En Afghanistan, la pluie après le séisme pour les survivants

"Il pleut et on nous laisse vivre dehors", se lamente Khan Zaman Hanafi, un agriculteur de l'est de l'Afghanistan, quatre nuits et quatre jours après que la terre a grondé et emporté sa maison dans le village de Shelt.
Désormais dépourvus de tout et surtout d'un abri, l'Afghan et sa famille pensaient avoir connu le pire, jusqu'à l'arrivée de la pluie.
Shelt, et le village voisin de Mama Goul, "ont été oubliés par le gouvernement et les ONG", dit-il à l'AFP depuis le champ de maïs où il campe avec les siens, à distance de leur village dévasté, préférant fuir les décombres.
Ici, dans les vallées qui, avant le retour des talibans au pouvoir il y a quatre ans, étaient connues pour la contrebande et le passage de combattants de et vers le Pakistan, les maisons de terre battue sont construites à flanc de montagne, les unes au-dessus des autres.
Dimanche soir, quand la terre a tremblé, elles se sont effondrées dans un immense effet domino.
Kounar, province recouverte d'immenses forêts, a été la plus touchée par ce séisme de magnitude 6, l'un des plus meurtriers de l'histoire récente du pays.
- "C'est le chaos" -
"A Shelt, il y avait 350 maisons et 300 à Mama Goul et on a entendu dire que seules 68 tentes avaient été données", lâche Khan Zaman Hanafi, assurant n'en avoir jamais vu la couleur.
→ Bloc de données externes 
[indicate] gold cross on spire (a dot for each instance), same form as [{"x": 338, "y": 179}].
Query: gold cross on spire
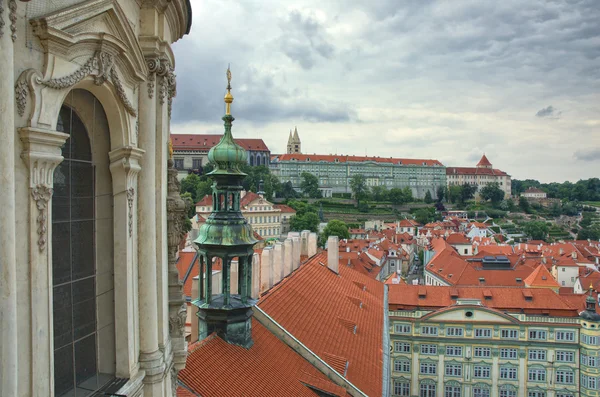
[{"x": 228, "y": 96}]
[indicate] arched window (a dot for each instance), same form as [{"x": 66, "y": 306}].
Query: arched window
[{"x": 82, "y": 281}]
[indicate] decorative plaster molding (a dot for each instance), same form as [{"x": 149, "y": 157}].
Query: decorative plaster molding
[
  {"x": 12, "y": 6},
  {"x": 101, "y": 66},
  {"x": 1, "y": 18},
  {"x": 42, "y": 195},
  {"x": 130, "y": 196}
]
"Cet endroit est invivable mais on n'a pas d'autre choix", se lamente-t-il. "Nous sommes pauvres, nous voulons que le gouvernement et des ONG nous aident à construire des maisons".
Mais les autorités talibanes l'ont déjà dit: elles ne pourront pas gérer seules la catastrophe. En face, l'ONU et les ONG assurent ne pas pouvoir faire plus alors qu'elles peinent déjà à absorber la baisse drastique de l'aide internationale et le retour de millions de migrants expulsés des pays voisins.
Pour le moment, les autorités manient la pelleteuse sur les flancs escarpés de Kounar: les rares routes, sinueuses et déjà peu larges, doivent être dégagées au plus vite.
Khan Saeed Deshmash, lui, a pu éviter ces axes cahoteux. Il a été transféré avec une douzaine de membres de sa famille blessés de son village de Minjegale par hélicoptère vers un hôpital à Jalalabad, la capitale de la province voisine de Nangarhar.
Ce cultivateur de céréales de 47 ans a perdu six proches dans le séisme, mais aussi toutes ses vaches et ses moutons et, depuis, dit-il, "tout le monde est traumatisé et c'est le chaos, on n'arrive plus à réfléchir normalement".
- "Plus possible d'habiter ici" -
Il n'y a plus qu'une seule chose dont il est sûr, affirme-t-il: "ce n'est plus possible d'habiter dans ces villages, il y a encore des répliques, toutes les maisons sont détruites et il faut qu'on soit relogés ailleurs".
Abdul Alam Nezami, 35 ans, lui, veut bien imaginer rester dans son village de Massoud où il a hérité des champs de maïs de son père.
Mais il faudra lancer au plus vite de grands travaux pour réparer tout ce que les glissements de terrain et les éboulements qui ont suivi le séisme ont détruit dans un pays où déjà 41 des 48 millions d'Afghans vivent avec moins d'un dollar par jour.
Les travaux continuent pour déblayer les routes encombrées, mais il faut aussi reconstruire "les canaux d'irrigation et les réservoirs d'eau pour que les récoltes ne soient pas entièrement détruites", plaide Abdul Alam Nezami.
Pour le moment, il survit sous une tente, forcé à la promiscuité et à l'inconfort.
"Ils n'ont donné qu'une seule tente pour deux ou trois familles et certaines d'entre elles fuient quand il pleut", lance-t-il.
A Mazar Dara aussi, les bâches tirées des gravats pour bricoler des abris "sont trouées" et "ne nous sauvent pas de la pluie", témoigne Zahir Khan Safi, agriculteur de 48 ans.
"On les garde pour les enfants", dit-il, mais ceux-ci se retrouvent avec des vêtements mouillés, "et n'ont pas de vêtements de rechange".